Несмотря на легкие роды, я никак не могла до конца оправиться. В течение долгого времени, когда мне нужно было появиться в зале совета, заглянуть на таможню или проинспектировать верфи, я очень быстро уставала. Едва встав с постели, я уже валилась с ног. К тому же у меня пропал аппетит.
— Ты должна есть, — строго сказал Олимпий, — иначе твое молоко будет жидким.
Убедившись, что выкармливание близнецов пошло мне на пользу и способствовало выздоровлению, он стал рьяным противником найма кормилиц и твердо уверовал в то, что все женщины, даже царицы, должны сами кормить грудью своих детей.
— Да понимаю, понимаю. Просто я не хочу суп из осьминога…
Я оттолкнула тарелку.
— Нет ничего лучше осьминога! Щупальца придают силы.
— Осьминогу, может, и придают… — Запах был ужасный. — Пожалуйста, не надо его больше!
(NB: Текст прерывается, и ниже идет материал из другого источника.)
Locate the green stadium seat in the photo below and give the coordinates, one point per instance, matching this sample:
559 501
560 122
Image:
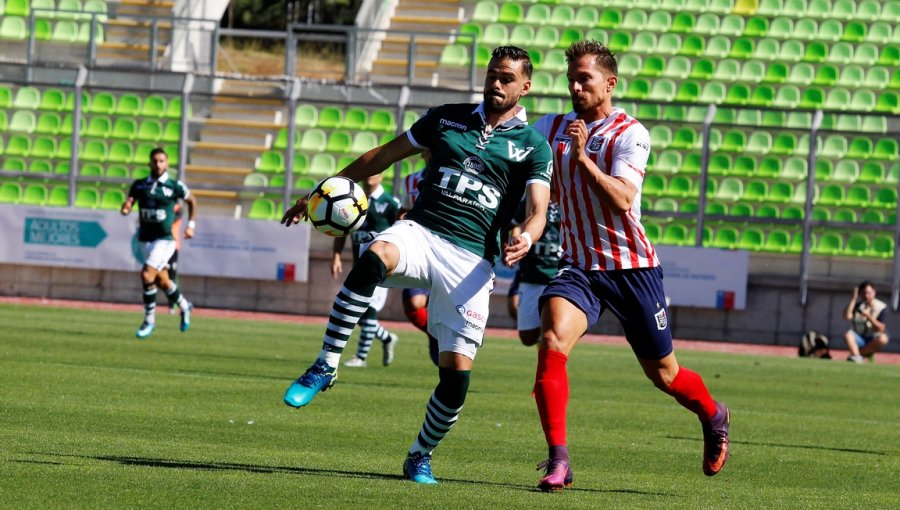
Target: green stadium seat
487 12
35 194
43 147
495 34
885 198
323 165
149 130
510 12
13 28
882 246
858 195
65 31
538 14
524 36
262 209
124 128
88 198
18 145
23 121
756 190
363 141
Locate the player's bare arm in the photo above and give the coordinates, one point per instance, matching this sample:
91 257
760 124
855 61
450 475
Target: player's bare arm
617 192
537 199
126 206
337 266
372 162
192 212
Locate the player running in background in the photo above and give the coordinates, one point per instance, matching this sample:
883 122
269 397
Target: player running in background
535 272
484 158
156 197
415 301
600 155
384 210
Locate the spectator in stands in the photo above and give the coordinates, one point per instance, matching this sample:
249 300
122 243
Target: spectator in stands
868 333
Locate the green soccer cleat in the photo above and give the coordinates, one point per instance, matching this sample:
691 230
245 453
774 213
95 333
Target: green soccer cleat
318 377
418 468
186 317
145 329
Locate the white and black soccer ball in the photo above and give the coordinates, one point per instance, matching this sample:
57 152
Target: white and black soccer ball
337 206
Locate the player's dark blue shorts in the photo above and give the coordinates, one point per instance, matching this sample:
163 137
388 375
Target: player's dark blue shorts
635 296
409 293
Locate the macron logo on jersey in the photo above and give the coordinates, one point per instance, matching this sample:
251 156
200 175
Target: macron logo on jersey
517 153
455 125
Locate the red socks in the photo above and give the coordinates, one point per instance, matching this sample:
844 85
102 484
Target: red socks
419 319
551 392
689 390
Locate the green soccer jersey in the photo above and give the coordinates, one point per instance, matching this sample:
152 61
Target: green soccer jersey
156 205
384 209
542 261
476 176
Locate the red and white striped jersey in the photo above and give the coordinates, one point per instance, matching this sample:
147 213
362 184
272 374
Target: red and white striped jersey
411 189
593 236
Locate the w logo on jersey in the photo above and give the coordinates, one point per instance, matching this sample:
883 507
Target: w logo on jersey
517 153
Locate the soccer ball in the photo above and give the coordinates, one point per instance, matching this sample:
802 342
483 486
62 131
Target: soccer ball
337 206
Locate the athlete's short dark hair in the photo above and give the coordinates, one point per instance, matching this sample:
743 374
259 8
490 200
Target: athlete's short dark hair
158 150
516 54
603 57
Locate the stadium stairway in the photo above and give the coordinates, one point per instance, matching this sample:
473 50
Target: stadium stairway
438 16
238 129
128 40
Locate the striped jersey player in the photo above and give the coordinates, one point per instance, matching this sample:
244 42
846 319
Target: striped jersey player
600 157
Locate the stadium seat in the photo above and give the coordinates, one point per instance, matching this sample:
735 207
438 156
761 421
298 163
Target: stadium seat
262 209
34 194
13 28
882 246
322 165
312 141
124 128
338 141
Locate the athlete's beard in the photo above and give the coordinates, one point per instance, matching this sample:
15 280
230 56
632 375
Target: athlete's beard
498 104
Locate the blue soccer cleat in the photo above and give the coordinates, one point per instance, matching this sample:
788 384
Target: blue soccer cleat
145 329
418 468
318 377
186 316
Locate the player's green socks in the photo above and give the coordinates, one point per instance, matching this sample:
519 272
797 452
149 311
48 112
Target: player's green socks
350 304
443 409
175 297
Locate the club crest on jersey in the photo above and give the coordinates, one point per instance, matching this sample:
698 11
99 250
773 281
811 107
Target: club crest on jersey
662 320
517 153
595 144
473 165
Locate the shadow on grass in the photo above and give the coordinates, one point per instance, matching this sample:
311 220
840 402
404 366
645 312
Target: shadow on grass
261 469
799 446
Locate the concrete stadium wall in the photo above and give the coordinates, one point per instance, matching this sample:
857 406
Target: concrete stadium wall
773 315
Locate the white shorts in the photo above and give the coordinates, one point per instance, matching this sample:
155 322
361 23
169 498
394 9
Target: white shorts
529 316
460 284
378 299
157 253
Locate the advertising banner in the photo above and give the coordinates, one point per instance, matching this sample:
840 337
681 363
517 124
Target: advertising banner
92 239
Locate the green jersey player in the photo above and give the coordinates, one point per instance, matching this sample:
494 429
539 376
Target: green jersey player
384 209
484 157
157 197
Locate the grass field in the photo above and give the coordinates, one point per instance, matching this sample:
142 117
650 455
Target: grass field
90 417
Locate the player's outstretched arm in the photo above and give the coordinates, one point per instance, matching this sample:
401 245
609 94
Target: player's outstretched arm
126 206
537 199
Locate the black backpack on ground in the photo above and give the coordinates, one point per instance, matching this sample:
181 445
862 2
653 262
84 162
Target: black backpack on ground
814 345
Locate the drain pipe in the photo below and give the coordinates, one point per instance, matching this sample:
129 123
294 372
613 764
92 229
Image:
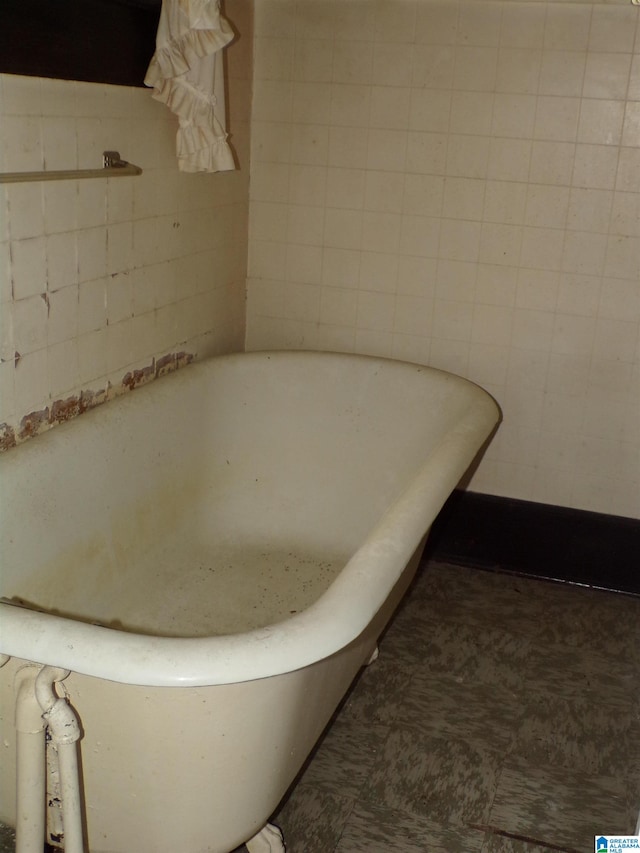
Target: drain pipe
65 732
30 764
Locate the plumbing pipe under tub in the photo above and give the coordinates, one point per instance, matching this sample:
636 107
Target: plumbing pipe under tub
65 732
30 754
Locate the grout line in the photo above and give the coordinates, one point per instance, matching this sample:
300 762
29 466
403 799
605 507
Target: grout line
503 833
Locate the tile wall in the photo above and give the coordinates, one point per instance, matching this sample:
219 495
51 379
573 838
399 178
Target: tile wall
104 282
458 183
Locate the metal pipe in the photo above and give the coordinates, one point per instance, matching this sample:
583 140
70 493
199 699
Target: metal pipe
30 764
65 732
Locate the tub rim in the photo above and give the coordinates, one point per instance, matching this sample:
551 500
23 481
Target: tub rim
336 619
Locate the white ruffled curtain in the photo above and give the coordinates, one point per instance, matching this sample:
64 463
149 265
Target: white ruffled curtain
186 73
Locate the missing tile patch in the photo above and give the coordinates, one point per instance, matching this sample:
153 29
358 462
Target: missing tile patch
66 409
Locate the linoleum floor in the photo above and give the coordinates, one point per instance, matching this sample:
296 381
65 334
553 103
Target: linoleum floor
502 716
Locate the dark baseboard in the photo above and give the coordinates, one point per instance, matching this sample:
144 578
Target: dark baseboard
538 540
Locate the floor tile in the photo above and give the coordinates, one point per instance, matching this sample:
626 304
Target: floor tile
343 761
373 829
558 806
313 820
445 779
582 736
487 714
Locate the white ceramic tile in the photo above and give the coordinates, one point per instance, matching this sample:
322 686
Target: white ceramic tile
62 361
567 26
31 382
379 271
29 267
432 66
612 29
562 72
601 121
392 64
518 70
25 210
430 110
63 315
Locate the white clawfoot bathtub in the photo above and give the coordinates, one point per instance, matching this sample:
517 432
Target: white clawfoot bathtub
213 558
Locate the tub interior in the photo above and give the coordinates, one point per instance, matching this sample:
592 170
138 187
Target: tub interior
222 498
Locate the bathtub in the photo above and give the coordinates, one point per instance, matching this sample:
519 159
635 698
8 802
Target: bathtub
213 557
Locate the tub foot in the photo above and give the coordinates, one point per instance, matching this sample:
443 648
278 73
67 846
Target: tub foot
375 654
268 840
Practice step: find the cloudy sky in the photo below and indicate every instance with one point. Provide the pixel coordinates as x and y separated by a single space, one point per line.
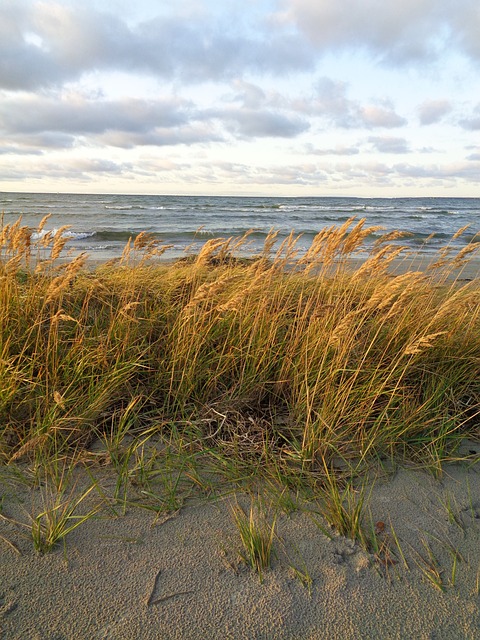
274 97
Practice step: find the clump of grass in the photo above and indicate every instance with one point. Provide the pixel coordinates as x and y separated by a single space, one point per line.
343 507
57 520
276 361
257 534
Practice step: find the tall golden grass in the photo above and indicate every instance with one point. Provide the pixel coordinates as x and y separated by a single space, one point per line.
307 356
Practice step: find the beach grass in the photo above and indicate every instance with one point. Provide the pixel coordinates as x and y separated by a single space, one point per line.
277 366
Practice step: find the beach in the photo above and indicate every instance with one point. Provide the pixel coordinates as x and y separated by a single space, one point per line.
180 575
284 447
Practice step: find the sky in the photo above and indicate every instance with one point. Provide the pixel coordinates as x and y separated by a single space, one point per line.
241 97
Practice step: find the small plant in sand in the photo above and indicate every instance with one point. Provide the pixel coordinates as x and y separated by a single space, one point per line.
342 506
257 534
58 519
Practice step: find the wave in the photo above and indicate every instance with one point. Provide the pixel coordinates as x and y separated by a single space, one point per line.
74 235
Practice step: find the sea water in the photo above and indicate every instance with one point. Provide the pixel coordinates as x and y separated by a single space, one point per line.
102 224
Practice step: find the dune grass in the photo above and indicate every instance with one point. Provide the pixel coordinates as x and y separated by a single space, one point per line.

— Ты испытываешь мое терпение!
Он присел рядом на скамеечку для ног и взял меня за руку, вглядываясь в мое лицо. Я хорошо его знала и поняла, что за хмурым видом лекаря скрывается обеспокоенность.
— С малышом все хорошо, — осторожно начал он.
— Олимпий, а что не так со мной? — вырвалось у меня.
— Я не знаю, — признался он. — Вынашивание ребенка, роды — все это очень сложно и представляет собой великую тайну. А чем сложнее процесс, тем больше возможности для… нежелательных осложнений. Нет, ничего страшного с тобой не происходит, ты просто медленно восстанавливаешь силы. Но, возможно, тебе больше не стоит… не следует…
— Иметь детей, — закончила я за него.
— Именно это я и хотел сказать. Правда, мужчины, с которыми ты имеешь дело, склонны производить их на свет как можно чаще!
— Между прочим, я теперь замужняя женщина, и нечего говорить о «мужчинах, с которыми я имею дело», словно храмовая блудница из Канопа.
— Зато твой новый… э-э… муж… порой ведет себя как завсегдатай подобных заведений.
Он всегда недолюбливал Антония и не скрывал этого. Однако Олимпий знал его понаслышке, а видел только в Риме, почти пять лет назад, да и то издалека. Он изменит свое мнение, когда Антоний вернется. Когда Антоний вернется…
— Оскорбляя культ Диониса, ты оскорбляешь покойного царя, моего отца, — заметила я.
Что бы там ни думали римляне насчет вакхических песен и танцев, это религиозный обряд. Они вообще считали неприличными и танцы, и театр, и актерское ремесло… Хвала богам, Антоний не такой!
— Прости меня, — сказал Олимпий. — Очевидно, мне с моим сухим научным складом ума не дано проникнуться возвышенной поэтической сутью мистерий Диониса. Но с точки зрения здравого смысла обывателя, каковым я являюсь, мистерии есть не что иное, как вульгарные пьянки, облагороженные традицией и возведенные в ранг ритуала.